Re-conceptualizing Parkinson’s disease as a lifelong neurobiological trajectory: A framework for prevention

A review in Neuroprotection (2026) reconceptualizes Parkinson’s disease as a lifelong neurobiological process shaped by early-life vulnerability, cumulative environmental exposures, and resilience factors. The authors integrate developmental biology, epigenetics, neuroimmune mechanisms, and brain plasticity into a prevention-focused framework. They highlight how early risks and lifelong protective behaviors influence disease trajectory, while emphasizing the need for longitudinal studies, early biomarkers, and targeted interventions to enable prevention rather than late-stage treatment.

A new review made available online on February 25, 2026, and published in Volume 4, Issue 1 of Neuroprotection journal on March 01, 2026, proposes a shift in how Parkinson’s disease (PD) is understood—not simply as a disorder of later life, but as the outcome of a lifelong neurobiological trajectory shaped by early vulnerability, cumulative exposures, and resilience-building factors across the lifespan. In Re-conceptualizing Parkinson’s disease as a lifelong neurobiological trajectory: A framework for prevention, Dr. Ayodeji Johnson Ajibare (Department of Physiology, Faculty of Basic Medical and Health Sciences, College of Medicine, Lead City University, Nigeria) and colleagues, present a prevention-focused framework that links developmental neurobiology, epigenetic programming, neuroimmune mechanisms, and brain plasticity to the long-term risk of PD.

Core findings

The study’s central purpose was to synthesize current evidence and propose a broader conceptual framework for understanding PD risk. Rather than treating PD only as a late-onset neurodegenerative condition, the review argues that susceptibility may begin much earlier in life through interactions between biology and environment. The paper examines how early-life stress, nutritional deficiency, and exposure to environmental toxicants may contribute to later dopaminergic vulnerability through mechanisms such as epigenetic alteration, neuroinflammatory priming, and mitochondrial dysfunction.

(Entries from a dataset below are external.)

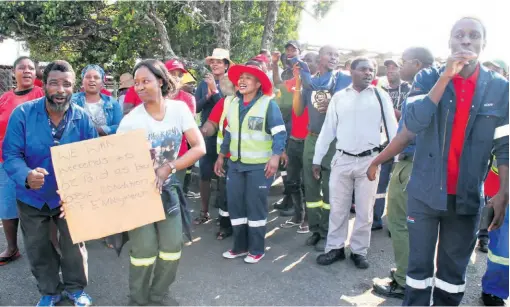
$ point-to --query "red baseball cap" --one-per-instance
(261, 58)
(237, 70)
(175, 65)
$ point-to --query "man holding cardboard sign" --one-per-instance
(35, 127)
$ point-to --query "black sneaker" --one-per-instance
(491, 300)
(389, 289)
(376, 227)
(281, 204)
(360, 261)
(314, 239)
(331, 256)
(321, 245)
(483, 245)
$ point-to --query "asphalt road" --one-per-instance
(288, 275)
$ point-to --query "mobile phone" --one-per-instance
(487, 217)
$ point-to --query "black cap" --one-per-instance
(421, 54)
(294, 44)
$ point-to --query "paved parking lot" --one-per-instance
(288, 275)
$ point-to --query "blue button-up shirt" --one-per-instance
(111, 108)
(27, 146)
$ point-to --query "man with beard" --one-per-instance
(413, 60)
(34, 128)
(354, 119)
(316, 94)
(207, 95)
(459, 115)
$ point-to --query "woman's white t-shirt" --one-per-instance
(164, 136)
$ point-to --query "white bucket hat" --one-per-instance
(219, 54)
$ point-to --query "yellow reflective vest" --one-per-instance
(249, 141)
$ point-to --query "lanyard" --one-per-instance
(57, 132)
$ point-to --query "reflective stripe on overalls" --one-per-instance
(495, 279)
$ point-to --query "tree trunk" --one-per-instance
(221, 11)
(271, 17)
(163, 34)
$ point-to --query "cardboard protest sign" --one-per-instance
(107, 185)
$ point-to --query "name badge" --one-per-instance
(255, 123)
(320, 98)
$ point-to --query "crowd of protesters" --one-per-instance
(429, 146)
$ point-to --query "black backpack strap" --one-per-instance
(382, 114)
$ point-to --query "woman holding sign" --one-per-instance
(165, 121)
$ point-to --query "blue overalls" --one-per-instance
(434, 217)
(247, 185)
(495, 279)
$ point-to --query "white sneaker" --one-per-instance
(231, 255)
(253, 259)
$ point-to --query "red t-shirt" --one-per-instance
(132, 97)
(491, 185)
(106, 92)
(8, 102)
(299, 127)
(189, 100)
(215, 116)
(464, 91)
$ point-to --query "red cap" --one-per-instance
(261, 58)
(175, 65)
(237, 70)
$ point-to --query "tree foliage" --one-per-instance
(115, 34)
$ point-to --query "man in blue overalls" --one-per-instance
(459, 114)
(255, 137)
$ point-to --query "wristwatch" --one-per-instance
(172, 168)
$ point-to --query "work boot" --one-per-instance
(311, 241)
(360, 261)
(483, 245)
(389, 289)
(282, 203)
(321, 245)
(287, 212)
(492, 300)
(331, 256)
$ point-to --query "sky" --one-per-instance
(393, 25)
(10, 50)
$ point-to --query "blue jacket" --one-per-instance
(273, 119)
(27, 145)
(111, 107)
(485, 133)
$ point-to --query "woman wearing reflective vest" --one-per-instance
(495, 280)
(255, 137)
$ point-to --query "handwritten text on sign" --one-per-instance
(107, 185)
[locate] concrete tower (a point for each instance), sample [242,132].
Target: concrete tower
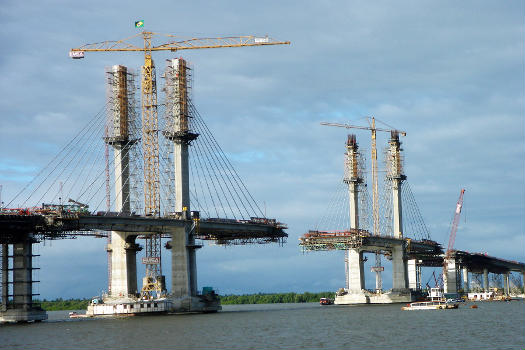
[184,270]
[353,178]
[122,248]
[396,176]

The review also highlights the other side of the trajectory: resilience. It discusses how lifelong physical activity, cognitive stimulation, nutritious diets, and enriched environments may promote neuroplasticity, strengthen neurobiological reserve, and reduce the cumulative burden of processes linked to PD. Importantly, the paper does not present this life-course model as a settled fact, but as a testable framework grounded in epidemiologic, experimental, and mechanistic evidence. The authors emphasize that current human evidence is still incomplete and, in some areas, contradictory, making this an important hypothesis-generating model for future work.

Innovation

The novelty of this review lies in its integration of developmental and adult-life perspectives into a single PD prevention framework. Existing discussions of PD often focus on genetics, adult environmental exposures, or symptom management after diagnosis. This review instead proposes that the disease should be understood across the full lifespan, with particular attention to sensitive developmental windows and to the continuing capacity of the brain for plastic adaptation in later life.

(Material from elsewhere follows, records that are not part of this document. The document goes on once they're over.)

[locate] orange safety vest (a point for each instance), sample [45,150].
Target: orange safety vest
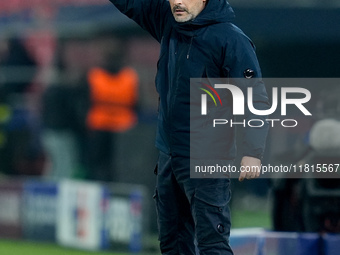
[113,98]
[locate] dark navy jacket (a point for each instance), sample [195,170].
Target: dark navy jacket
[208,46]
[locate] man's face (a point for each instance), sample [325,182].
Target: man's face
[185,10]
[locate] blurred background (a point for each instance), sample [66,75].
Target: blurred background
[78,112]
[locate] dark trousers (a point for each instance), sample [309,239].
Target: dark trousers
[191,210]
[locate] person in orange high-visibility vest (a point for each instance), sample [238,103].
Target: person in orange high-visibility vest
[113,97]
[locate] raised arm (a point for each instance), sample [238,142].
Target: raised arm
[149,14]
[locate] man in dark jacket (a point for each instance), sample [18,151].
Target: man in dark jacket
[197,40]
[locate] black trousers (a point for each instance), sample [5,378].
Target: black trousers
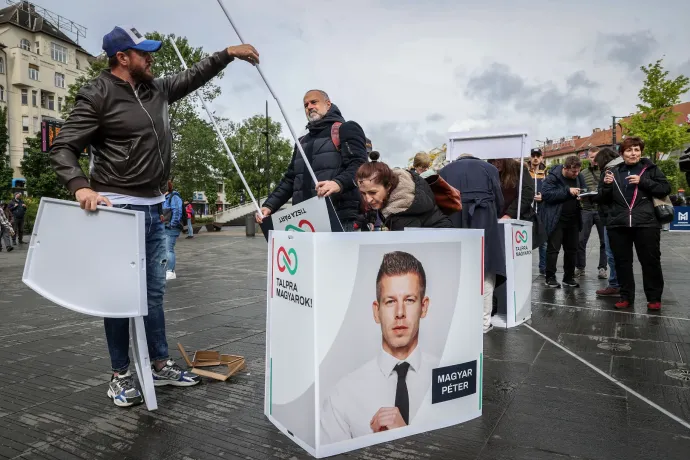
[567,235]
[590,218]
[18,229]
[647,241]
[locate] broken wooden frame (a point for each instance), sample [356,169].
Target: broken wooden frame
[232,364]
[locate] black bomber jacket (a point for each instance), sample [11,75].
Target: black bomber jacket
[128,129]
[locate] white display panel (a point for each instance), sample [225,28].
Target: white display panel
[330,332]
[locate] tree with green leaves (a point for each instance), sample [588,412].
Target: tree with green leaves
[655,122]
[6,171]
[40,176]
[247,142]
[201,162]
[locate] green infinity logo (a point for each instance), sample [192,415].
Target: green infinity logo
[521,237]
[286,262]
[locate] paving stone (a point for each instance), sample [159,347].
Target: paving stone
[538,401]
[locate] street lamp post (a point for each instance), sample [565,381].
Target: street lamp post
[613,130]
[268,161]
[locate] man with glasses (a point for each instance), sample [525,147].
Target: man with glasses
[123,114]
[560,213]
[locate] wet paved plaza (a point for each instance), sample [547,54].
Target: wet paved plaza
[539,402]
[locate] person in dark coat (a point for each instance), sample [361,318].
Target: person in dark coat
[482,203]
[18,210]
[560,211]
[608,158]
[509,175]
[402,198]
[629,190]
[334,169]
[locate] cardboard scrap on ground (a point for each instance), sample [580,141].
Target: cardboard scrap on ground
[228,365]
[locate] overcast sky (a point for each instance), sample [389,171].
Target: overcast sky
[407,70]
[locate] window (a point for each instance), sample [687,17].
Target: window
[33,72]
[58,52]
[60,80]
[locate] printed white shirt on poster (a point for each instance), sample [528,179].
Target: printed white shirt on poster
[350,406]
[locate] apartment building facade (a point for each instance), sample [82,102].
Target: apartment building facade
[38,62]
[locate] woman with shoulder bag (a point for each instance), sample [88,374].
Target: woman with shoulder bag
[629,189]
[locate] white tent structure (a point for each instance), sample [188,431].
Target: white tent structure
[488,144]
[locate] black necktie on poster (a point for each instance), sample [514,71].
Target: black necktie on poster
[402,399]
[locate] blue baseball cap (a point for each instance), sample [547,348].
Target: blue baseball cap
[126,38]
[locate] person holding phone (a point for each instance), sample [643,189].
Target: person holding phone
[560,212]
[537,171]
[629,190]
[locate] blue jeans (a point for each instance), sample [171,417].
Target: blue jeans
[542,258]
[613,279]
[171,235]
[117,329]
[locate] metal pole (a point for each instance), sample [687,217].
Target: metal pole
[522,168]
[280,106]
[268,160]
[219,133]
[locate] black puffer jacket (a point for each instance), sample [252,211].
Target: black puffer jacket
[412,204]
[129,130]
[653,184]
[604,207]
[328,164]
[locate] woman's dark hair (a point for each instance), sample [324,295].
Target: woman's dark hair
[572,162]
[509,172]
[377,172]
[604,157]
[629,142]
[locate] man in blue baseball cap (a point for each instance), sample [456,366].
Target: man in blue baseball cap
[123,115]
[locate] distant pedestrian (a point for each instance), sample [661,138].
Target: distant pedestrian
[6,229]
[537,171]
[189,211]
[591,217]
[173,213]
[608,159]
[482,201]
[18,209]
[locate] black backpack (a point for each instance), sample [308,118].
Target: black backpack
[167,213]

Another innovative aspect is the paper’s effort to bridge basic mechanistic science with clinical and public health thinking. It connects molecular processes such as DNA methylation, histone modification, neuroimmune activity, and mitochondrial impairment with practical prevention ideas, including early risk identification, long-term lifestyle interventions, and biomarker development. By bringing these strands together, the paper moves beyond a purely descriptive review and advances a new way of organizing PD research around prevention rather than only treatment.

Future directions

The review identifies several urgent next steps. First, there is a need for large intergenerational longitudinal studies that can track early-life exposures, biological markers, and later neurological outcomes with much greater precision. Second, more work is needed to develop biomarkers that can detect early mechanistic deviations long before the onset of clinical PD. Third, future intervention studies should move toward targeted prevention strategies that test whether maladaptive biological programming can be modified or resilience-enhanced across the lifespan.

The authors also note major unanswered questions. Critical developmental windows remain poorly defined. Gene–environment interactions are complex and not yet sufficiently mapped. Ethical and practical challenges also surround any attempt to intervene early in life based on future neurodegenerative risk. These gaps do not weaken the framework. Rather, they define the frontier for the next generation of PD research.

Broader impact

This work has implications beyond a theoretical reclassification of Parkinson’s disease. It pushes the field toward a more preventive model of neurological health, one that may influence research priorities, clinical thinking, and public health strategy. If PD risk is shaped across the lifespan, then prevention may need to begin well before motor symptoms appear and perhaps long before traditional neurology would usually intervene.

The broader value of this review is that it encourages scientists and clinicians to think in terms of cumulative vulnerability and cumulative resilience. It suggests that supporting maternal health, reducing toxic exposures, improving nutrition, promoting lifelong exercise, and strengthening cognitive engagement may all have relevance within a more complete PD prevention agenda. In that sense, the paper offers not only a new framework for PD, but also a wider model for thinking about chronic neurodegenerative disorders through the lens of lifelong brain health.